Beck spricht mit ArbeitnehmervertreterInnen

Regionales Betriebs- und Personalräteforum in Koblenz

Kurt Beck: Möglichst viele Schlecker-Arbeitsplätze erhalten

Koblenz, 19.03.12 „Das Land Rheinland-Pfalz unterstützt alle Bemühungen, möglichst viele Arbeitsplätze des insolventen Unternehmens Schlecker zu erhalten.“ Ministerpräsident Kurt Beck zeigte sich beim heutigen regionalen Betriebs- und Personalräteforum im Soldatenheim Horchheimer Höhe vorsichtig optimistisch, dass doch noch mehr Arbeitsplätze als ursprünglich geplant gerettet werden können. Neben dem Zentrallager in Alzey gehe es um zahlreiche Arbeitsplätze überwiegend von Frauen in vielen Filialen des Landes. „Rheinland-Pfalz hat dazu gemeinsam mit Baden-Württemberg eine entsprechende Initiative der Länder eingeleitet mit dem Ziel, eine Transfergesellschaft zu gründen“, sagte der Ministerpräsident vor gut 350 Arbeitnehmervertreterinnen und -vertretern.

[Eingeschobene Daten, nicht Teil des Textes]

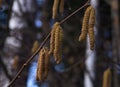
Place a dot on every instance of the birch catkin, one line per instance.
(43, 65)
(56, 47)
(47, 63)
(52, 38)
(61, 7)
(107, 78)
(40, 68)
(85, 24)
(35, 46)
(55, 8)
(60, 46)
(15, 62)
(91, 28)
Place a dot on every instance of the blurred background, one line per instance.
(23, 22)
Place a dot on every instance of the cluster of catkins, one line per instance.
(55, 50)
(88, 26)
(57, 37)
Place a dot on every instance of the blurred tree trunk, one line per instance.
(115, 37)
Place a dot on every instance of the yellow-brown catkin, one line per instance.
(56, 47)
(91, 28)
(52, 38)
(35, 46)
(41, 65)
(47, 63)
(60, 46)
(85, 24)
(107, 78)
(61, 8)
(55, 8)
(15, 62)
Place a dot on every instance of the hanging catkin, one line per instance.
(43, 65)
(55, 8)
(47, 63)
(40, 67)
(52, 38)
(35, 46)
(58, 44)
(15, 62)
(91, 28)
(85, 24)
(56, 47)
(107, 78)
(61, 7)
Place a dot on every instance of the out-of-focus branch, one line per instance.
(3, 66)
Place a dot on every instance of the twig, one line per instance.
(80, 62)
(43, 43)
(3, 66)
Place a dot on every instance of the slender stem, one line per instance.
(43, 43)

Beck wies darauf hin, dass am Nachmittag Arbeitsministerin Malu Dreyer mit ihren Länderkollegen und der Bundesregierung in Berlin verhandele. Rheinland-Pfalz sei in dieser Sache schon länger aktiv unterwegs. Beck: „Ich hoffe jetzt, dass die anderen Länder und der Bund auch mitmachen.“ Er sei „sehr betroffen“ über die zunächst vom Bundeswirtschaftsminister geäußerte ablehnende Haltung gewesen, die sich offensichtlich erst nach entsprechenden Signalen aus dem Kanzleramt geändert habe. „Wir brauchen den Bund in dieser Frage“, betonte der Ministerpräsident, der auf das Engagement der Kreditanstalt für Wiederaufbau (KfW) hofft. Die Länder würden dann für eine Rückversicherung aufkommen. „Eine Marktwirtschaft, die an den Menschen vorbei geht, entspricht nicht unserer Auffassung von sozialer Marktwirtschaft“, sagte Beck. Ausdrücklich dankte der Ministerpräsident den zahlreichen Vertreterinnen und Vertretern der Gewerkschaften und Betriebsräten für das gute Miteinander der vergangenen Jahre. Die engen Kontakte und regelmäßigen Informationsaustausche hätten in den zurückliegenden Krisenzeiten sehr geholfen und mit dazu beigetragen, dass es den rheinland-pfälzischen Unternehmen insgesamt betrachtet gut gehe. Den Weg des Meinungsaustausches mit Gewerkschaften und Betriebsräten wolle er auch in Zukunft weitergehen, unterstrich Ministerpräsident Beck. Dazu gehöre auch die TBS Rheinland-Pfalz, durch deren Beratungstätigkeit in den vergangenen Jahren zahlreiche Arbeitsplätze erhalten werden konnten.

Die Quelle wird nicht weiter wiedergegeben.